Témoignages de diplômés
Dina Patrisio est une jeune femme qui vit près du centre : «J'ai dû interrompre assez tôt ma scolarité étant donné les grandes difficultés financières de ma famille. Pendant des années, j'ai travaillé dur pour des artisans ou en faisant des travaux de couture, mais cela ne suffisait pas. Lorsque j'ai eu mon diplôme d'électricienne de Lologo, j'ai postulé à un poste de technicienne en électricité dans un bureau des Nations Unis près de l'aéroport. J'ai été choisie parmi les nombreux candidats, et j'ai l'impression de récolter enfin les fruits de mon zèle. Je suis ravie d'avoir ce travail et j'envisage de me marier prochainement.»
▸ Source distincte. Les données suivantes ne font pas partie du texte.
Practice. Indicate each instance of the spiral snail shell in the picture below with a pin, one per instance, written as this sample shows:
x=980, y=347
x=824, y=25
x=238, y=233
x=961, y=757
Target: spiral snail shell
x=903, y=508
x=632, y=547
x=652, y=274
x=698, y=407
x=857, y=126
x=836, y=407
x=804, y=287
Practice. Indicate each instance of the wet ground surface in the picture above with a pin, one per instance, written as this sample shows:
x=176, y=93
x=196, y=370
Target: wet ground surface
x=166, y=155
Sunday Alismaya est originaire de l'Etat de Ouest Equatoria d'où il est arrivé en 2006 pour chercher du travail : «Comme je n'avais aucune qualification, je prenais tout et n'importe quoi, au jour le jour. Je me suis inscris en maçonnerie, dans la seconde promotion. Mon diplôme en poche je suis allé dans l'Etat des Lacs où je savais qu'il y avait des opportunités de travail. J'ai été embauché dans une entreprise qui paient bien, de sorte que j'ai déjà pu envoyer à mes parents, qui vivent dans ma ville natale de Mundry, de quoi construire une petite maison de deux chambres.»
Juro Petrous Hassen, à l'issue de sa formation en maçonnerie : «L'envie de nous inscrire nous est venue, avec des amis, en voyant des travailleurs ougandais rénover les bâtiments du centre. On s'est dit que le développement de notre région ne pourrait se faire sur le long terme en important de la main d'œuvre étrangère. Je n'y connaissais absolument rien avant de commencer la formation. J'étais très déterminée, ce qui m'a permis de résister aux sarcasmes de ceux pour qui la maçonnerie n'est pas un travail pour une femme. Je suis sûre que beaucoup de femmes s'inscriront à la prochaine session parce qu'elles ont vu, à travers moi et mes copines, que nous aussi, nous pouvons devenir de bons bâtisseurs. Nous avons acquis beaucoup de compétences que nous allons pouvoir mettre en œuvre en travaillant au bénéfice de nos familles, et de notre pays. J'avais d'ailleurs commencé à travailler dès le troisième mois de formation, les week-ends et jours fériés.»